Interessanterweise ist die Antwort auf diese Frage nicht so einfach, wie man meinen könnte. Während viele annehmen, dass sonnige Länder die höchsten Hautkrebsraten haben, zeigt der Globaler Hautkrebsindex 2018 von Universimed eine andere Realität. Demnach verzeichnet Neuseeland die höchste Inzidenz an Melanomen – der gefährlichsten Form von Hautkrebs – gefolgt von Australien und der Schweiz. Dies liegt unter anderem an der intensiven UV-Strahlung, der hellen Hauttypen der Bevölkerung und teilweise unzureichendem Sonnenschutzverhalten.

Umgekehrt bedeutet weniger Sonne jedoch nicht automatisch weniger Hautkrebs. In nördlichen Ländern wie Schweden ist die Rate an neu diagnostizierten Melanomen deutlich niedriger, doch das Gesundheitssystem spielt hier eine entscheidende Rolle.

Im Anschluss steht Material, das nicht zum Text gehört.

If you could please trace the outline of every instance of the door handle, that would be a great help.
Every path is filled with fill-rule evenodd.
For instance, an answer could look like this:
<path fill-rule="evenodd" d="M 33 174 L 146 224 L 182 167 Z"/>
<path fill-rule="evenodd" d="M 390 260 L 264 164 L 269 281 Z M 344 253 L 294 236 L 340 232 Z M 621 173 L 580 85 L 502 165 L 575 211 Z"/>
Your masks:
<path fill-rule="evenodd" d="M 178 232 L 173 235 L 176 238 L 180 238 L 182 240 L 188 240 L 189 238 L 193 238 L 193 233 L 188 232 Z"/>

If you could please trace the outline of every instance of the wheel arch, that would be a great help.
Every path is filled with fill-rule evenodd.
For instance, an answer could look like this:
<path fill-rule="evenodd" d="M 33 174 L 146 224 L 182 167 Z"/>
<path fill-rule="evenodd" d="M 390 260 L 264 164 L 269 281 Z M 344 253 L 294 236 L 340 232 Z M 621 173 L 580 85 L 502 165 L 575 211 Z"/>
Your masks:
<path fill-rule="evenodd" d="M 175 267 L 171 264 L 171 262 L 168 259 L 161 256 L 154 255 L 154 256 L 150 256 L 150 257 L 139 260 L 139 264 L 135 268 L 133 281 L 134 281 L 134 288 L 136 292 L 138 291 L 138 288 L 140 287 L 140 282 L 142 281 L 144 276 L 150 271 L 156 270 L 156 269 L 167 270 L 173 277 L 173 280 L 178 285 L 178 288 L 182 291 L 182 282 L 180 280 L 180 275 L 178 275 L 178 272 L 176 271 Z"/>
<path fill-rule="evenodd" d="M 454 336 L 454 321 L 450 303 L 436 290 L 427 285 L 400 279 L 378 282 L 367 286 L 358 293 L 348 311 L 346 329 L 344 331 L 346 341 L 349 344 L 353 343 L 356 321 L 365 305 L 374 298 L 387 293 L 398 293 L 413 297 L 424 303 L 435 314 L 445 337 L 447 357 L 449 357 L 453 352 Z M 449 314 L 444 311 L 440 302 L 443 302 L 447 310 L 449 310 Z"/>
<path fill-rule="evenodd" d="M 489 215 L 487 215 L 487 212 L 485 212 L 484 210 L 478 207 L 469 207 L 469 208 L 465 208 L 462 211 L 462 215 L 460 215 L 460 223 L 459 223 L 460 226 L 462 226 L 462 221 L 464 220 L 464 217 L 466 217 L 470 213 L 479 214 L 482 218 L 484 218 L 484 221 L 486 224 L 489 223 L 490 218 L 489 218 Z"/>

Schweden gilt als eines der Länder mit dem effizientesten Zugang zu onkologischen Therapien. Trotz geringerer Sonneneinstrahlung profitieren Patient:innen hier von frühzeitiger Diagnose und modernen Behandlungen, was die Überlebenschancen deutlich erhöht.

Die Daten aus dem Jahr 2018 zeigen also: Die geografische Lage allein sagt wenig über das tatsächliche Risiko aus. Vielmehr sind Verhaltensmuster, Hauttyp und Zugang zur medizinischen Versorgung entscheidende Faktoren. Während in sonnenreichen Regionen die Prävention besonders wichtig ist, zeigt Schweden, dass ein starkes Gesundheitssystem selbst bei geringerer Erkrankungshäufigkeit lebensrettend wirken kann.

Letztlich geht es nicht nur darum, wo am wenigsten Hautkrebs vorkommt, sondern wo Menschen am besten geschützt und behandelt werden – und da hat Schweden klar die Nase vorn.